Avec l’Évangile de Marc, c’est la promesse de Jérémie qui se réalise. Nous sommes à Jéricho. Cette ville se trouve à 250 mètres en-dessous du niveau de la mer. Elle représente le monde du péché, éloigné de Dieu. Jésus vient dans ce monde du péché pour nous en sortir. Il ne veut pas nous y laisser seuls, livrés à nous-mêmes. Et c’est la rencontre avec Bartimée, le mendiant aveugle qui est assis au bord de la route. « Confiance, lève-toi ; il t’appelle » (Mc 10,49), dit la foule à l’aveugle. Ce même encouragement s’adresse à nous que Jésus appelle.

Quand Bartimée apprend que Jésus est en train de passer, il se met à crier : « Fils de David, Jésus, prends pitié de moi ! » (Mc 10,47). Ce titre, Fils de David, est l’équivalent de Messie. Voilà qui est dangereux. Si les autorités juives apprennent une pareille chose, cela se terminera mal. Elles craignent les mouvements de foule qui pourraient inquiéter l’occupant Romain. Crier au Messie, c’est crier à la sédition. Alors on cherche à le faire taire. Mais plus on lui impose le silence, plus il fort crie. Alors Jésus s’arrête et le fait appeler.

Voilà déjà une bonne nouvelle pour nous aujourd’hui. Il y a des jours où nous n’arrivons pas à prier. Alors, comme ce mendiant, nous pouvons crier vers le Seigneur.  C’est ce que nous lisons dans le psaume 129 : « Des profondeurs, je crie vers toi Seigneur… Que ton oreille se fasse attentive au cri de ma prière ». Ce cri silencieux est une prière que le Seigneur entend.

« C’est la foi qui sauve » : cette expression nous est parfois adressée avec dédain, réduisant notre foi à une simple crédulité, voire une superstition. Ce qui se passe à Jéricho est plus sérieux. Bartimée, aveugle, donc exclu et mendiant, est déterminé : ayant perçu la présence de Jésus, il crie pour se faire entendre de lui. Il crie son désespoir, sa solitude, la faiblesse de sa condition. « Fils de David, Jésus, prends pitié de moi ! » (Mc 10,47). Une foi saisissante : Bartimée reconnaît en Jésus le Messie, le « Fils de David ». Une foi forte et sûre : Jésus peut quelque chose pour lui. En toute humilité, Bartimée s’en remet à la Miséricorde : « Prends pitié de moi ! » Sans aucune autorisation, et bien qu’on le rabroue, il crie de plus belle et redit sa supplication. Sa prière touche le cœur de Jésus qui, tout de suite, le fait appeler. Il lui donne la parole pour exprimer ce qu’il désire. Jésus lui fait formuler ouvertement sa demande, et il le guérit aussitôt, sans le moindre geste : « Va, ta foi t’a sauvé » (Mc 10,52). « Ce n’est pas moi qui te guéris mais ta confiance en moi », semble dire Jésus. Elle est là, l’efficacité de la prière. En lui rendant la vue, Jésus lui a aussi fait voir un nouveau chemin de vie : désormais Bartimée suit Jésus, sur la voie du salut, comme un disciple.

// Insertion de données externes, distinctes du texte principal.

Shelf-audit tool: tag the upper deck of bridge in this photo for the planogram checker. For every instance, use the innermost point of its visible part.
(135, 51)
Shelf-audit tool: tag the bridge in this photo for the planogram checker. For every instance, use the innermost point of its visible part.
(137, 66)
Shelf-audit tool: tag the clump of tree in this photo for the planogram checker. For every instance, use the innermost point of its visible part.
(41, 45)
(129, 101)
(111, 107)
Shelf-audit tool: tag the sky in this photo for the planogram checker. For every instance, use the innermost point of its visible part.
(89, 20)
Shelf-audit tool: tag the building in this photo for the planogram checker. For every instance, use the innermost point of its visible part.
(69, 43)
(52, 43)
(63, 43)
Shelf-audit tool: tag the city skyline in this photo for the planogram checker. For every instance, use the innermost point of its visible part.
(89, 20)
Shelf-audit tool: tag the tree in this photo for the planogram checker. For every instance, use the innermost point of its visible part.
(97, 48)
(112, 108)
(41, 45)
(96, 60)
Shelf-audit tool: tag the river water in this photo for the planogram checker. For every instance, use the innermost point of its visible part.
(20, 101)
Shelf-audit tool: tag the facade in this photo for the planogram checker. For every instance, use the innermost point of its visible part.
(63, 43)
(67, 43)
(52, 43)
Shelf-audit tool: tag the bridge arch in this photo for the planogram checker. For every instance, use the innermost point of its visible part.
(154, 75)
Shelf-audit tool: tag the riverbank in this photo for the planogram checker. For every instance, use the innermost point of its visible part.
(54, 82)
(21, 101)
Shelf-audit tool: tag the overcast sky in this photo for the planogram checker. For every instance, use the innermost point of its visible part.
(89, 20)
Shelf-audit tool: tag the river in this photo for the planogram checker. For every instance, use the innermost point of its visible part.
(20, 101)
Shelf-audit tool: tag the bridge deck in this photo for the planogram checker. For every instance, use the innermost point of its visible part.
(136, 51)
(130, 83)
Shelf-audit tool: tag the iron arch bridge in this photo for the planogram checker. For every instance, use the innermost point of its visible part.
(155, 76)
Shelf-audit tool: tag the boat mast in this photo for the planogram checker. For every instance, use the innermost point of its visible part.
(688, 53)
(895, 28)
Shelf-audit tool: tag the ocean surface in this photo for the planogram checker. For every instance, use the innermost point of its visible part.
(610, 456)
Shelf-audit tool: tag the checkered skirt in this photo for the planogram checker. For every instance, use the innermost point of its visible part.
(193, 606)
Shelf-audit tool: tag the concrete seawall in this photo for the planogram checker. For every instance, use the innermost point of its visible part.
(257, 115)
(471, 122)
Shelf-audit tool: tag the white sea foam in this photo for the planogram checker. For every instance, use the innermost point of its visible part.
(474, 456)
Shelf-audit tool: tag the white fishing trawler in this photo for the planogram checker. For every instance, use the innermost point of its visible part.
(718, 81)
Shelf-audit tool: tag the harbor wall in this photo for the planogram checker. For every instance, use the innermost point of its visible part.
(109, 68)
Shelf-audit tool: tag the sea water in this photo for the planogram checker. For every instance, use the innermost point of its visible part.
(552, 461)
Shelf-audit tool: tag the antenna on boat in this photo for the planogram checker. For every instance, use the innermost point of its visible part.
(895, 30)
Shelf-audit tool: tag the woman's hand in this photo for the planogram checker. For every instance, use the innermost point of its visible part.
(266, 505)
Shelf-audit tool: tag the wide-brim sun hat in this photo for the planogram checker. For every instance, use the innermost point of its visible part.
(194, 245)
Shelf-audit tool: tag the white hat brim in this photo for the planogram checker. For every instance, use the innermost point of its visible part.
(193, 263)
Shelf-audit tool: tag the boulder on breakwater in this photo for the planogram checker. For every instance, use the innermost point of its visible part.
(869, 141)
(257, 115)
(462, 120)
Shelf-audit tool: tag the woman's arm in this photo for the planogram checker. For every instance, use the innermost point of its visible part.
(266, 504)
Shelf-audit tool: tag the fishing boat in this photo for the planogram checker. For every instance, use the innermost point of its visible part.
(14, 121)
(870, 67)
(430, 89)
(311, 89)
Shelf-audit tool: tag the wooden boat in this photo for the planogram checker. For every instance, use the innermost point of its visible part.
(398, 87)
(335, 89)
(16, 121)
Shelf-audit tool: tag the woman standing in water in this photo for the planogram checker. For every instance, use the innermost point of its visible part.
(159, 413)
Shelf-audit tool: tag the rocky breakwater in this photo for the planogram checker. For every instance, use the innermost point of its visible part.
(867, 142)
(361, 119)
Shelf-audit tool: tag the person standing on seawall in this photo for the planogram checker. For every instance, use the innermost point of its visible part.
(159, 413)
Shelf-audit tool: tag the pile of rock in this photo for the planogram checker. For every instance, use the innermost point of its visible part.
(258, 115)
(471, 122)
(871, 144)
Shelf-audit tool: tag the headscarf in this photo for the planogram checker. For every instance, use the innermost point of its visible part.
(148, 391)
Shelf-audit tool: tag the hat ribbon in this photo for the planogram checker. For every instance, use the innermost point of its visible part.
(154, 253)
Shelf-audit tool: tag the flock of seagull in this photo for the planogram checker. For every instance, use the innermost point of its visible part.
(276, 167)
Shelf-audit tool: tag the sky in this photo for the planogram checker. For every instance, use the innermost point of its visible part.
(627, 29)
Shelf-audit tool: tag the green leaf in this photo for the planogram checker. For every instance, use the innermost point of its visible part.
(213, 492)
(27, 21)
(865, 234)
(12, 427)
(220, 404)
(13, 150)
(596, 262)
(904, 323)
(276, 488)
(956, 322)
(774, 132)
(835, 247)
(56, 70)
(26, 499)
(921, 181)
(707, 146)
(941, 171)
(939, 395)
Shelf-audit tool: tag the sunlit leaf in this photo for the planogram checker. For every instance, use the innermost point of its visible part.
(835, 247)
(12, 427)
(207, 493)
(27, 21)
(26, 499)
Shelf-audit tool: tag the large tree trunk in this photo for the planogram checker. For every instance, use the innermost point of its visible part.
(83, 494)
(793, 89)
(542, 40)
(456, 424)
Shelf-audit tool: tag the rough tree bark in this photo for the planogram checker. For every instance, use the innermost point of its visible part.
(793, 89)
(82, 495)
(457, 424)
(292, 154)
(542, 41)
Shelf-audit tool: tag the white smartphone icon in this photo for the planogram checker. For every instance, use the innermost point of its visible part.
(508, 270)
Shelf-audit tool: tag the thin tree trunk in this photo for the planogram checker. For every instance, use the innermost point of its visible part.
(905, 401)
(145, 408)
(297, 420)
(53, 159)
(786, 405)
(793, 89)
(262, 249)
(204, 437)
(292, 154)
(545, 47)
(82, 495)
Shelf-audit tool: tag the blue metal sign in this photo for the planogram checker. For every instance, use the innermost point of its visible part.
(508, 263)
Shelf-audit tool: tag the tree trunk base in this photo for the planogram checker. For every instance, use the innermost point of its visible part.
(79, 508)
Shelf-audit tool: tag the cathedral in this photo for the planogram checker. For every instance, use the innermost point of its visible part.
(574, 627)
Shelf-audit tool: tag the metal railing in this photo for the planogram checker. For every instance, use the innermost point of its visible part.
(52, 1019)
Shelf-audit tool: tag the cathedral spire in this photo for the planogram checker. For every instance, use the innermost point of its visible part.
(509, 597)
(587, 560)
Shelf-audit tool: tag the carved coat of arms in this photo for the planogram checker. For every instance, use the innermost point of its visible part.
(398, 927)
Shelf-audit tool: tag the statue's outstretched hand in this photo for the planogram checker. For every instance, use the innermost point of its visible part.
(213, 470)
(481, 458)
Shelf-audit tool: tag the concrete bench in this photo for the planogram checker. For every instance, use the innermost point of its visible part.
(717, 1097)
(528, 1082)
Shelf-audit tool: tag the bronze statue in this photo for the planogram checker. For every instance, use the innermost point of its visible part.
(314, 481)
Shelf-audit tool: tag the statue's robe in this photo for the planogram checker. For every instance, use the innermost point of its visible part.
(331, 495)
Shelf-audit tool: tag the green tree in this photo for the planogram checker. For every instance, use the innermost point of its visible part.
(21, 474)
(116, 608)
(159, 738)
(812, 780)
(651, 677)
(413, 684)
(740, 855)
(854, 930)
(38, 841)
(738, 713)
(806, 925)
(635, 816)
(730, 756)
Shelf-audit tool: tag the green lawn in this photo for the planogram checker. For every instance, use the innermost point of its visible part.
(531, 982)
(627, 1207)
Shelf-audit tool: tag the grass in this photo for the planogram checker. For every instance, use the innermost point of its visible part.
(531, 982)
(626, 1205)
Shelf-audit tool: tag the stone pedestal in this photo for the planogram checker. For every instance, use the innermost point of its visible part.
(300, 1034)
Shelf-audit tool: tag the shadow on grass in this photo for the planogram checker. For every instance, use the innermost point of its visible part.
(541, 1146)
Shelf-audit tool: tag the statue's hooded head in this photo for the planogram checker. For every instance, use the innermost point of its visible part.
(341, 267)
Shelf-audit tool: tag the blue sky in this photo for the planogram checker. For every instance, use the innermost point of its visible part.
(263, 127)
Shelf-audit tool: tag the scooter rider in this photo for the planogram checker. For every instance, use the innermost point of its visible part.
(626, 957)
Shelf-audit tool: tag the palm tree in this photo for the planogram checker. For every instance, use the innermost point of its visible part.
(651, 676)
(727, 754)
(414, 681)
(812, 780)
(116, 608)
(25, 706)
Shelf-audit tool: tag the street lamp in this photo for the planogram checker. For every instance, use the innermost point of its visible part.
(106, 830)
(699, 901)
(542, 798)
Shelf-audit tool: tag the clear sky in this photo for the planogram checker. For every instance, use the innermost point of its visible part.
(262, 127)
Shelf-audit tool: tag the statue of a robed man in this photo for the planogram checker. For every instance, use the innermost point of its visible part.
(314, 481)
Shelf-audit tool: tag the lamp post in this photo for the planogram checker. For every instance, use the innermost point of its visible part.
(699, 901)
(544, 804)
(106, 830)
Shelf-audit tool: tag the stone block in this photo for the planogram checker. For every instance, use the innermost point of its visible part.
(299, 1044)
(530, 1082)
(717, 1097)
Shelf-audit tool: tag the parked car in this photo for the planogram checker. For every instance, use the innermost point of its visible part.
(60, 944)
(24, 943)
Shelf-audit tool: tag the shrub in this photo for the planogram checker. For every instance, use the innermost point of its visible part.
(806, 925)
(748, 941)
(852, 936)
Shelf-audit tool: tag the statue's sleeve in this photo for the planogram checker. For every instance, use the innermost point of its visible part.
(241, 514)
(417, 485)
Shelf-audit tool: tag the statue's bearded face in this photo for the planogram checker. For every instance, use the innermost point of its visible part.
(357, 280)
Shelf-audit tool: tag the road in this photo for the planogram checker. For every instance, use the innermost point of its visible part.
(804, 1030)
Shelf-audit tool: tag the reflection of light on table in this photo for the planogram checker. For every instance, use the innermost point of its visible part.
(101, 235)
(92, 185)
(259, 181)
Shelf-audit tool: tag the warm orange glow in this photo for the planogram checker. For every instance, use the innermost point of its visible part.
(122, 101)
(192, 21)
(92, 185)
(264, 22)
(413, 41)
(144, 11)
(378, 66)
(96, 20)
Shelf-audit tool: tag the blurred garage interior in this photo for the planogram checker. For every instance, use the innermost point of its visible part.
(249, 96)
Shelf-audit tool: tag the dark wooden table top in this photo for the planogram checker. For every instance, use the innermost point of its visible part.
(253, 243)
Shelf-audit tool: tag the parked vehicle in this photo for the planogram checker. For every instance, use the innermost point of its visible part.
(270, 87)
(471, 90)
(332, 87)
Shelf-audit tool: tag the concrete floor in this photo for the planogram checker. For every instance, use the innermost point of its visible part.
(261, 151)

Aujourd’hui encore, la vie de tant d’hommes, de femmes et d’enfants n’est plus qu’un cri qu’on ne veut pas entendre. Nous pensons aux malades qui n’ont plus la force de prier, aux personnes isolées dont le cœur est trop lourd, aux peuples qui ont tout perdu dans les guerres, aux victimes des cataclysmes, des inondations… Aujourd’hui comme autrefois, le Seigneur nous invite à crier avec et pour les petits. Car tous les hommes sont appelés à Jésus. Voilà un message de la plus haute importance pour nous qui fonctionnons souvent sur le mode de l’exclusion.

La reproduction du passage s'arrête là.